DUbai : Coutts & Co., the wealth management arm of Royal Bank of Scotland (RBS), will continue hiring bankers in fast-growing markets such as the Middle East as it aims to generate more revenues from abroad, the bank’s top executive said on Thursday. Coutts, Queen Elizabeth II’s housebank which has a history of more than 300 years, in the past year has been expanding its Middle East presence. It recently opened an office in Dubai’s financial centre and hired several private bankers as part of an aggressive expansion spree in the region.
“I expect the Middle East will continue to grow faster than for instance Europe,” Coutts’ chief executive Rory Tapner said in a phone interview.

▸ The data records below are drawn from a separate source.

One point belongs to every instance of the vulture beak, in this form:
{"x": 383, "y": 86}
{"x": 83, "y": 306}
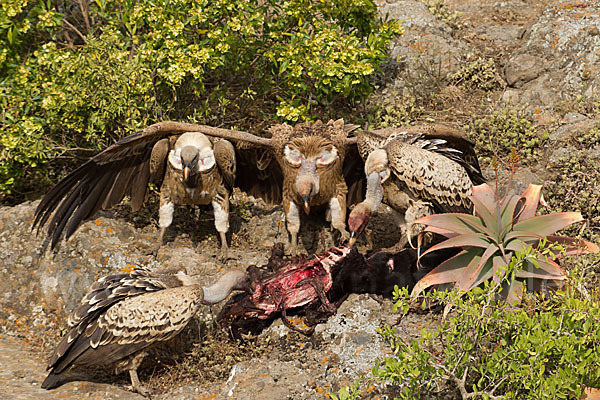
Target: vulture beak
{"x": 306, "y": 204}
{"x": 352, "y": 240}
{"x": 186, "y": 173}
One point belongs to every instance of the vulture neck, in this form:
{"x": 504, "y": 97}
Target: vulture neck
{"x": 224, "y": 286}
{"x": 374, "y": 195}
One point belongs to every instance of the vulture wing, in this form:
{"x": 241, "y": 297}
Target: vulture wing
{"x": 446, "y": 141}
{"x": 225, "y": 157}
{"x": 127, "y": 327}
{"x": 430, "y": 176}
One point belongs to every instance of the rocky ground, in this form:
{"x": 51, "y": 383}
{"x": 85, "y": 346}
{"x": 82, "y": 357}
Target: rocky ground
{"x": 544, "y": 61}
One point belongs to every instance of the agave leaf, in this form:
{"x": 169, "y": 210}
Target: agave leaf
{"x": 498, "y": 262}
{"x": 454, "y": 222}
{"x": 516, "y": 244}
{"x": 441, "y": 231}
{"x": 532, "y": 199}
{"x": 527, "y": 237}
{"x": 488, "y": 216}
{"x": 507, "y": 211}
{"x": 547, "y": 224}
{"x": 479, "y": 227}
{"x": 468, "y": 239}
{"x": 546, "y": 270}
{"x": 514, "y": 292}
{"x": 485, "y": 197}
{"x": 448, "y": 271}
{"x": 574, "y": 246}
{"x": 477, "y": 267}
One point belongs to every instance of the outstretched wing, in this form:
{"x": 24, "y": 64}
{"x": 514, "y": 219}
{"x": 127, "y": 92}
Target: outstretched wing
{"x": 259, "y": 173}
{"x": 431, "y": 176}
{"x": 225, "y": 158}
{"x": 104, "y": 180}
{"x": 444, "y": 140}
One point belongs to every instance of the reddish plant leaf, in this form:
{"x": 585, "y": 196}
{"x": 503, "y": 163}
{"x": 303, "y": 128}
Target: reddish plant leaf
{"x": 532, "y": 199}
{"x": 447, "y": 272}
{"x": 455, "y": 222}
{"x": 545, "y": 225}
{"x": 475, "y": 270}
{"x": 469, "y": 239}
{"x": 507, "y": 211}
{"x": 486, "y": 197}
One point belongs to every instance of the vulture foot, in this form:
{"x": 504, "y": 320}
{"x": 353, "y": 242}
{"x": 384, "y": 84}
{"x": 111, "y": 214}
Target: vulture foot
{"x": 326, "y": 306}
{"x": 307, "y": 332}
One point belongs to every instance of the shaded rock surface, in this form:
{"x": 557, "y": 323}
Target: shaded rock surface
{"x": 548, "y": 52}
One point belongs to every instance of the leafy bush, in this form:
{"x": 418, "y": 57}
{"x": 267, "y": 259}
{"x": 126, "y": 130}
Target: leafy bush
{"x": 502, "y": 130}
{"x": 546, "y": 349}
{"x": 490, "y": 239}
{"x": 76, "y": 75}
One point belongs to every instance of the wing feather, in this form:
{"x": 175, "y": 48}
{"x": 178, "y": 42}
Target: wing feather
{"x": 225, "y": 158}
{"x": 103, "y": 181}
{"x": 431, "y": 176}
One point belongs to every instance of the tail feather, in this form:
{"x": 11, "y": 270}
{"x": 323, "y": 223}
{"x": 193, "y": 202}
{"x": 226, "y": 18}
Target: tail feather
{"x": 52, "y": 380}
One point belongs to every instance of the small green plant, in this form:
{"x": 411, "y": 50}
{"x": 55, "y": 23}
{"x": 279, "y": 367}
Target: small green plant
{"x": 575, "y": 181}
{"x": 490, "y": 239}
{"x": 477, "y": 74}
{"x": 502, "y": 130}
{"x": 439, "y": 9}
{"x": 394, "y": 110}
{"x": 485, "y": 349}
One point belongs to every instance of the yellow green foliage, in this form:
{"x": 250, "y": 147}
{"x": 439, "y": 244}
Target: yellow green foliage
{"x": 76, "y": 75}
{"x": 499, "y": 132}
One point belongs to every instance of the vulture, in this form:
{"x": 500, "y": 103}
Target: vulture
{"x": 188, "y": 167}
{"x": 417, "y": 171}
{"x": 124, "y": 314}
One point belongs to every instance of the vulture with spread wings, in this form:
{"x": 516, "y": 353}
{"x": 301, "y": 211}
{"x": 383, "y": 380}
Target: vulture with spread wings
{"x": 307, "y": 165}
{"x": 301, "y": 166}
{"x": 417, "y": 171}
{"x": 187, "y": 166}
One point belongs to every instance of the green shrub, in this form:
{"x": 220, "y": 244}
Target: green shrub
{"x": 546, "y": 349}
{"x": 76, "y": 75}
{"x": 500, "y": 131}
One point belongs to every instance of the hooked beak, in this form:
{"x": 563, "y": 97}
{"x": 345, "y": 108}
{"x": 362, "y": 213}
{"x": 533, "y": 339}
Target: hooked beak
{"x": 306, "y": 204}
{"x": 186, "y": 173}
{"x": 352, "y": 240}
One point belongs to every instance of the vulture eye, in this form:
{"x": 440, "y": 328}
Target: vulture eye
{"x": 175, "y": 159}
{"x": 327, "y": 156}
{"x": 384, "y": 175}
{"x": 206, "y": 163}
{"x": 293, "y": 156}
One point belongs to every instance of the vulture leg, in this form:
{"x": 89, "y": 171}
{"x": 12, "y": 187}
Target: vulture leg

“We are moving from what was historically largely an expat business to one now that is properly Middle Eastern. We’re trying to do now more business with existing local clients and expand our local client base,” Tapner said.
The private banking sector in the Middle East and Africa may grow 6.6per cent a year to reach $6.1 trillion in value in 2016 as the gross domestic product of oil-rich countries in the region continues to expand, according to a study from Boston Consulting Group earlier this year.
Many of the world’s largest private banks, including the likes of UBS and Julius Baer, are active in Dubai, hoping to tap the wider region’s oil wealth. Coutts also has offices in Doha and Abu Dhabi.
For Coutts, boosting its business in faster-growing regions means it will become less dependent on its domestic market, the UK, where it currently generates about 55per cent of its revenues.
“Our strategy is very clear, we are too exposed to the UK and we expect a shift of the mix of business to about 60% international and 40 per cent UK,” Tapner said.
Coutts has currently about GBP85 billion in assets under management worldwide and Mr. Tapner expects that amount to increase next year, without giving more specific forecasts.
Coutts earlier this year reduced its global workforce to 5,100 from 5,500, mostly by cutting middle- and back-office jobs, but Tapner said the bank continues to recruit private bankers and investment specialists.